Mitigating cyclophosphamide-induced hepatorenal toxicity: Linalool's role in modulating oxidative stress, inflammation, and apoptosis.

Cyclophosphamide (CP) is associated with detrimental side effect including hepatic and renal toxicities. Linalool (LIN), acyclic monoterpene alcohol, is acquired from several plants' essential oils. Rats were disseminated into four groups. Group 1: Normal and Cyclophosphamide (CP) groups in which rats were given normal saline or CP intraperitoneally (200 mg/kg, ip on 12nd).

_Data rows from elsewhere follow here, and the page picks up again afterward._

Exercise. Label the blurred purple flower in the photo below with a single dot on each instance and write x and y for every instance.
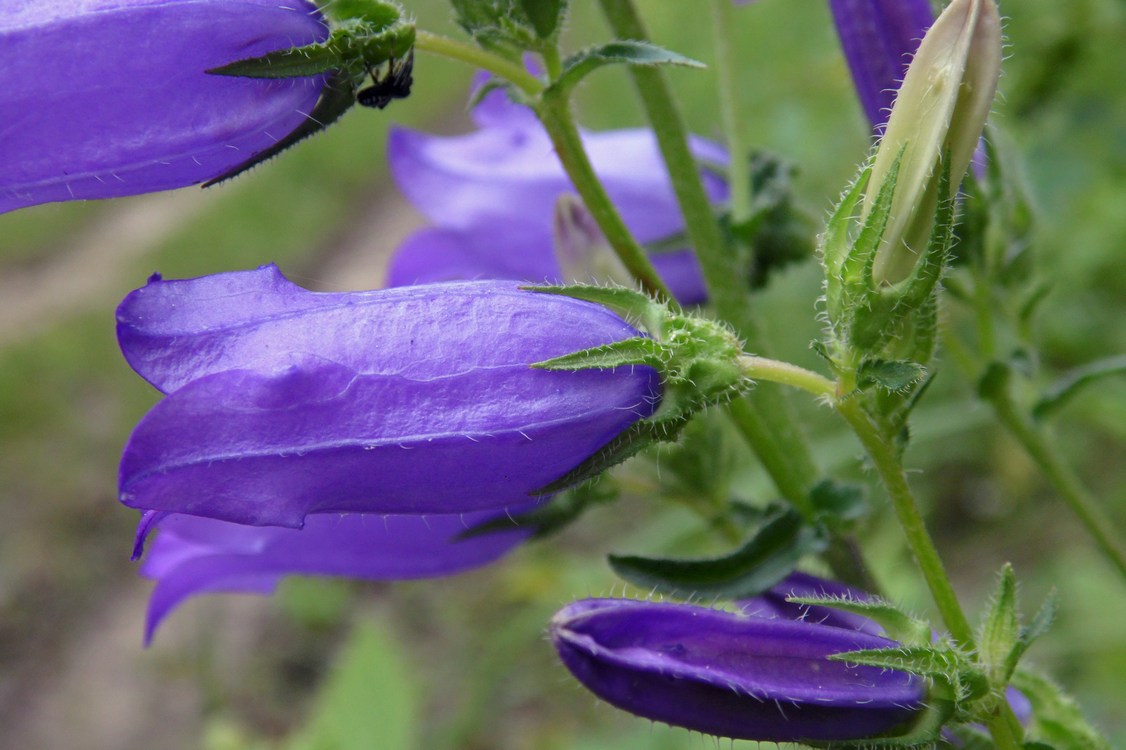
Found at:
(879, 38)
(194, 555)
(417, 400)
(731, 675)
(104, 98)
(491, 196)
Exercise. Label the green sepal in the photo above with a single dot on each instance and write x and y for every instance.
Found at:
(892, 375)
(1056, 717)
(337, 97)
(637, 350)
(551, 517)
(1073, 382)
(897, 624)
(766, 559)
(371, 34)
(627, 52)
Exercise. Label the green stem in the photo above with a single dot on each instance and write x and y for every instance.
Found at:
(1098, 524)
(886, 462)
(474, 55)
(772, 430)
(739, 173)
(555, 114)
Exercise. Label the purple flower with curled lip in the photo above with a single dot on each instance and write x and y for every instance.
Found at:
(878, 38)
(491, 195)
(105, 98)
(284, 402)
(193, 555)
(731, 675)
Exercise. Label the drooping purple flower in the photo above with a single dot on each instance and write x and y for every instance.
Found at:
(491, 195)
(731, 675)
(104, 98)
(194, 555)
(417, 400)
(878, 38)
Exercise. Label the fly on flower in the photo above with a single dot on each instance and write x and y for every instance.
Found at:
(394, 85)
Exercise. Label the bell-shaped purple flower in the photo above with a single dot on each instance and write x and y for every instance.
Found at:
(878, 38)
(417, 400)
(104, 98)
(491, 195)
(193, 555)
(731, 675)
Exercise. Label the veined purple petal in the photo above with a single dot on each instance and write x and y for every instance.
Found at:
(194, 555)
(417, 400)
(104, 98)
(772, 603)
(878, 38)
(730, 675)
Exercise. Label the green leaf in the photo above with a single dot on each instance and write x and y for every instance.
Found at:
(1068, 386)
(766, 559)
(371, 699)
(627, 52)
(892, 375)
(546, 16)
(1056, 717)
(839, 501)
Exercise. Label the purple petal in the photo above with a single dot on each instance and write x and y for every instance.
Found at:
(733, 676)
(497, 188)
(411, 400)
(199, 555)
(172, 332)
(878, 38)
(103, 98)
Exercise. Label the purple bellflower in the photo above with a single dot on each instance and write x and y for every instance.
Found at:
(193, 555)
(491, 196)
(732, 675)
(105, 98)
(284, 402)
(878, 38)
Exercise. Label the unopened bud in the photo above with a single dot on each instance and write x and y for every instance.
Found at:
(939, 113)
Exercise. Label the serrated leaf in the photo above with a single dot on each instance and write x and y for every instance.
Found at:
(637, 350)
(766, 559)
(338, 97)
(892, 375)
(627, 52)
(1073, 382)
(1056, 717)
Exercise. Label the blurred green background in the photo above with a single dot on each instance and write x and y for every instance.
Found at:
(463, 663)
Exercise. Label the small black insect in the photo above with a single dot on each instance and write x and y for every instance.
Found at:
(394, 85)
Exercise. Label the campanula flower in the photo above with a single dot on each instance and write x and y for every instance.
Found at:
(491, 196)
(284, 402)
(104, 98)
(193, 555)
(733, 675)
(878, 38)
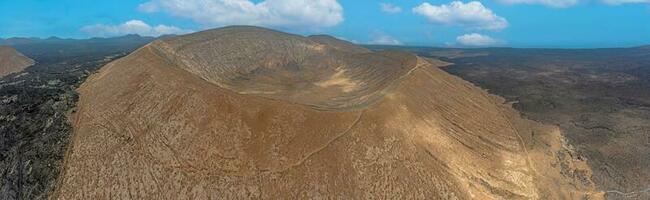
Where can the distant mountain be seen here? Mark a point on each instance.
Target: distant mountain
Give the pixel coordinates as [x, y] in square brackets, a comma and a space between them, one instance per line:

Group 3 and 4 (LIN 50 + CP and LIN 100 + CP) groups in which rats were administered LIN (50 or 100 mg/kg) orally for 14 days and CP (200 mg/kg, ip on 12nd). Assessment of hepatic and renal function tests and histopathological examination were performed. Oxidative stress indicators, inflammatory mediators, and apoptosis markers in hepatic and renal homogenates were assessed. JAK2/STAT3/NFκB gene expression was measured. The network pharmacology study suggests JAK2 as one the targets so molecular docking of LIN against JAK2 was accomplished. LIN administration with CP resulted in a significant reduction in liver function test including ALT, AST, LDL, bilirubin, and γGTT1 and in renal function markers including BUN, creatinine, uric acid, Kim-1, NGAL, and CysC. Also, LIN increases in antioxidant ability via enhancing GST, GSH-Px, GSH-R, SOD, and catalase as well as a declining NO, MDA levels. Furthermore, LIN significantly diminished JAK2/STAT3/NFκB gene expressions with subsequent reduction in the inflammatory markers including TNF-α, MPO, ICAM-1, IL-6, and IL-1β levels and the apoptotic markers Bax and cleavage caspase-3 and 9. LIN protected the hepatic and renal tissues from ROS damage and mitigated JAK2/STAT3/NFκB with subsequent anti-inflammatory and anti-apoptotic properties.